The Fresh Loaf

A Community of Amateur Bakers and Artisan Bread Enthusiasts.

Backyard WFO number 2

planeguy's picture
planeguy

Backyard WFO number 2

So we are starting planning for a new house, with a hard requirement that it must include a backyard wood fired oven. This will be our second WFO, having just moved out of a house where we built a DIY kit version in 2009. We averaged 1 to 2 uses per fortnight, and are keen to continue.

The first oven, as mentioned, was a kit DIY build on a steel frame. The oven was a barrel vault design, with a hearth area of 700x920mm. The oven had only the one chamber, with the chimney rising from the high point of the chamber. The results were wonderful for pizza for a family, or a medium gathering, but we struggled with maintaining enough heat to do breads, or roasts and the like. In fact after a large, long burn the night before, it was already fully cool by morning.
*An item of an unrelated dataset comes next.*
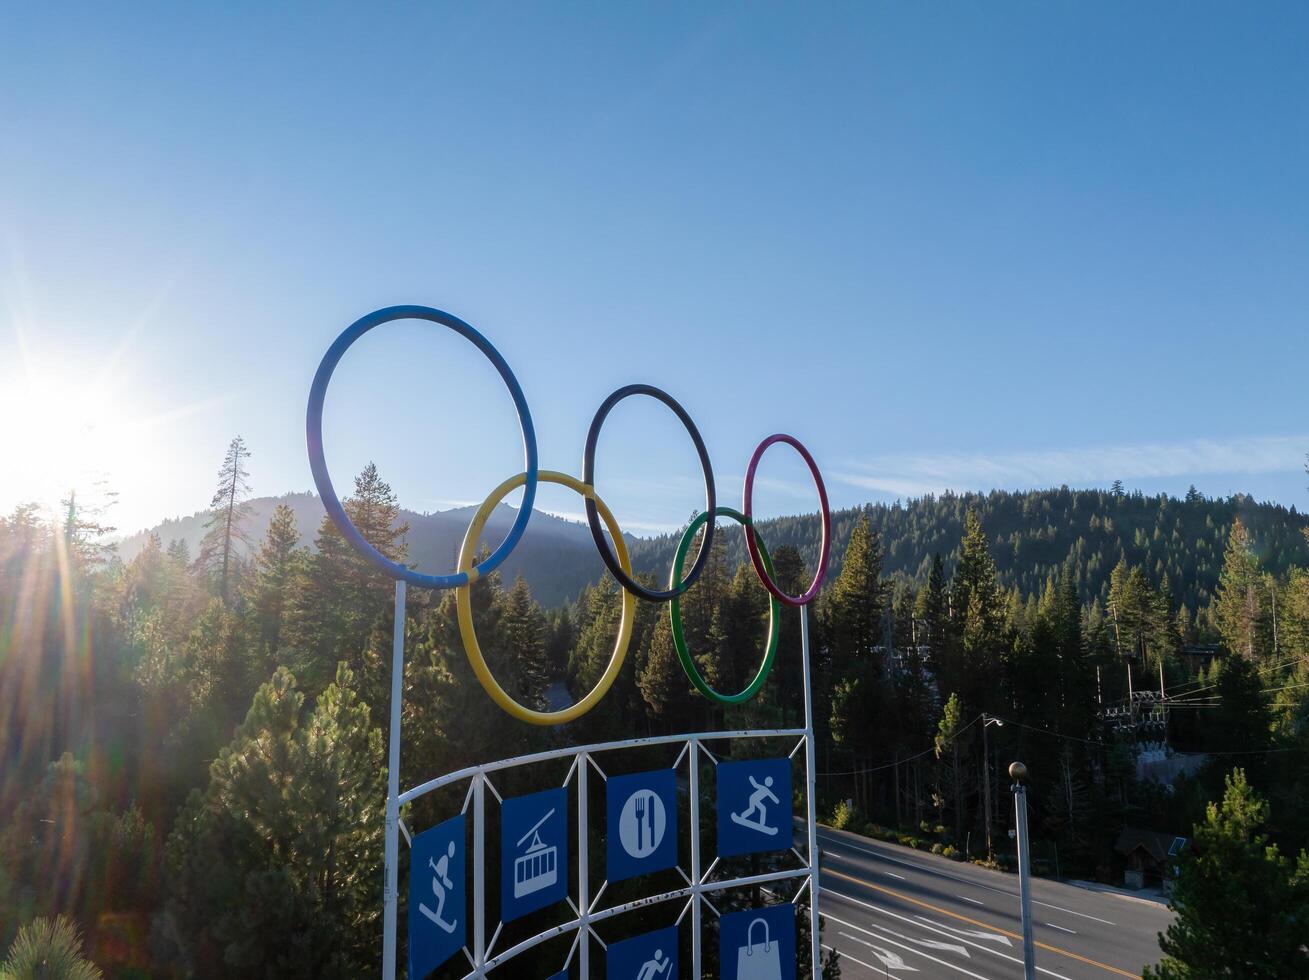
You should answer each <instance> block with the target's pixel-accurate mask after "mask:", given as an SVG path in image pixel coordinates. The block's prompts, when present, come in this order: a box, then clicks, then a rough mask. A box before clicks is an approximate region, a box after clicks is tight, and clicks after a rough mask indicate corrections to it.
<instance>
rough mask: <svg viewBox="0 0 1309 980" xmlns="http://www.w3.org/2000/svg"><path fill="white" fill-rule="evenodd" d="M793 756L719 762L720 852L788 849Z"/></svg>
mask: <svg viewBox="0 0 1309 980" xmlns="http://www.w3.org/2000/svg"><path fill="white" fill-rule="evenodd" d="M792 831H793V827H792V824H791V760H789V759H750V760H747V761H742V763H719V856H720V857H732V856H733V854H754V853H758V852H761V850H789V849H791V839H792Z"/></svg>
This has led to us considering the options for our new oven. With our lessons learnt, we set about prioritising the requirements:

  1. Ability to bake full loaves of bread - if I can make a couple of loaves a week that are half as good as the Flute from Maison Drap in Lyon, I'll be happy :-)
  2. Ability to roast large meats/poultry without a need to enclose in a heavy pan
  3. Can do up to two pizzas at a time
  4. Can stay warm over night, so we can use it again in the morning for breakfast, or at worst require a small firing in the morning. Our ultimate goal would be to have one whole weekend (Friday night to Sunday night) where everything we eat comes from the oven
  5. Slightly smaller than the last oven - we never used the whole interior at one time.

Similarly, we worked out what wasn't important to us:

  1. Heat up time - 3--4 hours is not a concern
  2. Weight/portability etc...

Based on that, and the kind sharing by janij, we have settled on the 24x30" Alan Scott design. We've had the Bread Builders from before the first oven, and always thought this to be the pinnacle of what we had seen.

 

Does this make sense, or have we misjudged based on our needs?

 

OldWoodenSpoon's picture
OldWoodenSpoon

and you have settled that question.  Given your goals, and your list of things that matter (and don't), I like your plan.   It makes perfect sense in my opinion, and it is what I would have suggested.   Even having settled on an excellent (imho) plan in the Alan Scott though, there are a couple of things you should address, and both of these are insulation issues:  Under the floor and around the oven. 

The plans in The Bread Builders have been held by several critics I have read to be under-insulated, especially under the floor.  This is easy to adjust for as long as you make the adjustments before you move any dirt or lay any brick.  The same is said by some of the insulation around the oven barrel and cladding, above the floor level.  This can be corrected easily as well, but everything works out best if you take it all into account from the beginning.  These factors,along with the thickness of your heat storage masonry layers, have the biggest impact on how long the heat will stay in your oven. That, and remembering to put the door back on after that last bake, of course.

I decided to build my own oven (See mine here), and on most counts I am glad I did.  I do still pine for an Alan Scott Masonry Oven, but I could not afford to have it done professionally, and I don't have the skills to do it myself.  My biggest regret in my little mud oven, though, is:  Not enough insulation under the floor.  I could never expect my oven to be hot enough for anything the next morning.  It just does not hold heat long enough.  I hope you avoid that problem, at least.

A new oven...  SO exciting.  I hope you post some photos of your build so we can all keep up, and drool over your good fortune!

OldWoodenSpoon

MichaelLily's picture
MichaelLily

Use ceramic fiberboard and ceramic fiber blanket for insulation.  They're great and small.  The AS oven from the book looks pretty easy and straightforward.  I have found floor thickness to be irrelevant.  My oven (hemispherical) has 2.5" thick floor and about 6+" walls.  Holds heat great over the weekend.

planeguy's picture
planeguy

Thanks for the response.

So what I am hearing is that the use of additional insulation is warranted. So, where does the fibreboard fit in the slab/construcution? Do we retain the 3" vermiculite/cement, the concrete slab, and the fire brick hearth. Does the fibreboard go below the vermiculite, between it and the slab, or above the slab (and if above, wouldn't this reduce the thermal mass?)

 

For the dome, I presume that the fibre blanket is used in place of the loose vermiculite layer. So you would have walls made out of firebricks, coated in foil, then 90mm (3.5") of concrete, then 50mm of blanket, then waterproof coating?